Evaluating acoustic Doppler velocimetry pulse-pair spacing/velocity range setting for turbulent flow measurements

The velocity range, which is inversely proportional to acoustic pulse-pair spacing, is one of the most important user-set parameters of acoustic Doppler velocimeters (ADVs) and is expected to influence their flow measurements. An experimental study of the effect of the ADV velocity range on the mean and turbulence statistics measured in stagnant water, a turbulent channel flow, and a turbulent jet was undertaken. The results show that as long as the instantaneous velocities are within the user-set velocity range, increasing the velocity range does not noticeably influence the mean velocities, whereas it increases the velocity variances due to the increased noise variance. If the instantaneous velocities exceed the velocity range, phase wrapping occurs, resulting in underestimated mean velocities and overestimated velocity variances. The rate of increase in noise variance with the velocity range increases drastically as the turbulence level rises. From this, it can be inferred that in turbulence measurements, the contribution to the total noise made by Doppler noise is much more substantial than that of the sampling error. Furthermore, it is observed that for highly turbulent flows the ADV correlation significantly drops and signal quality reduces. Increasing the velocity range solves this problem at the expense of higher Doppler noise. Post-processing of the data effectively improves the statistics, even when the velocity range was set to overly high values. Finally, Doppler noise is found to be linearly related to velocity variances (at a constant velocity range), while it is nonlinearly proportional to the velocity range in measurements of turbulent flows.
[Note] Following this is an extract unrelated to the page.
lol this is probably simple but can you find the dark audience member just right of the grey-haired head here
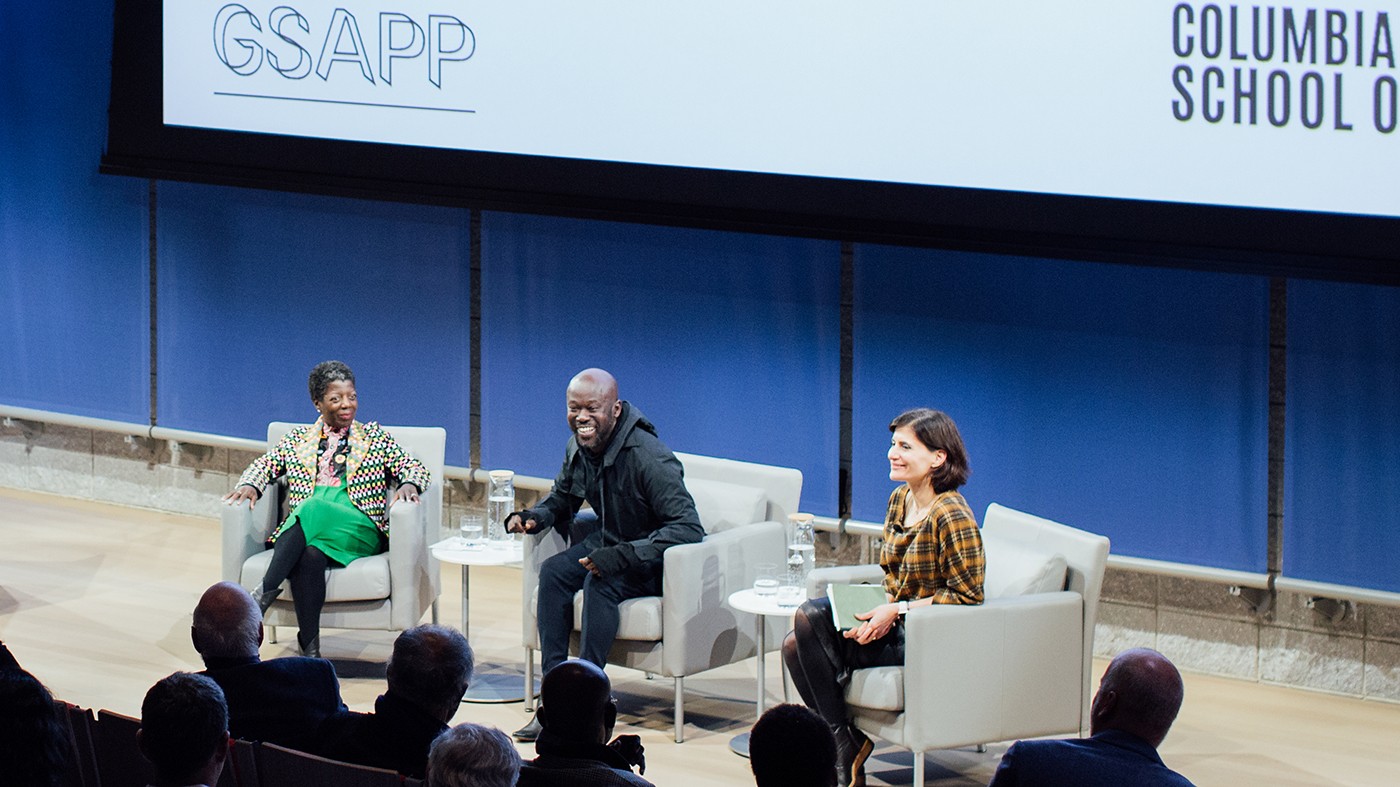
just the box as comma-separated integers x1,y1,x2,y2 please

Published under an exclusive license by AIP Publishing.

Automated summary

This experimental study investigates the effect of the velocity range in ADVs on the measured mean velocity and turbulence statistics. The results show that increasing the velocity range increases the velocity variances, but does not noticeably affect the mean velocities as long as the instantaneous velocities are within the range. If the instantaneous velocities exceed the range, phase wrapping occurs leading to underestimated mean velocities and overestimated velocity variances. The level of turbulence affects the rate of increase in noise variance with the velocity range. Additionally, for highly turbulent flows, the ADV correlation decreases and signal quality reduces, which can be mitigated by increasing the velocity range at the expense of higher Doppler noise.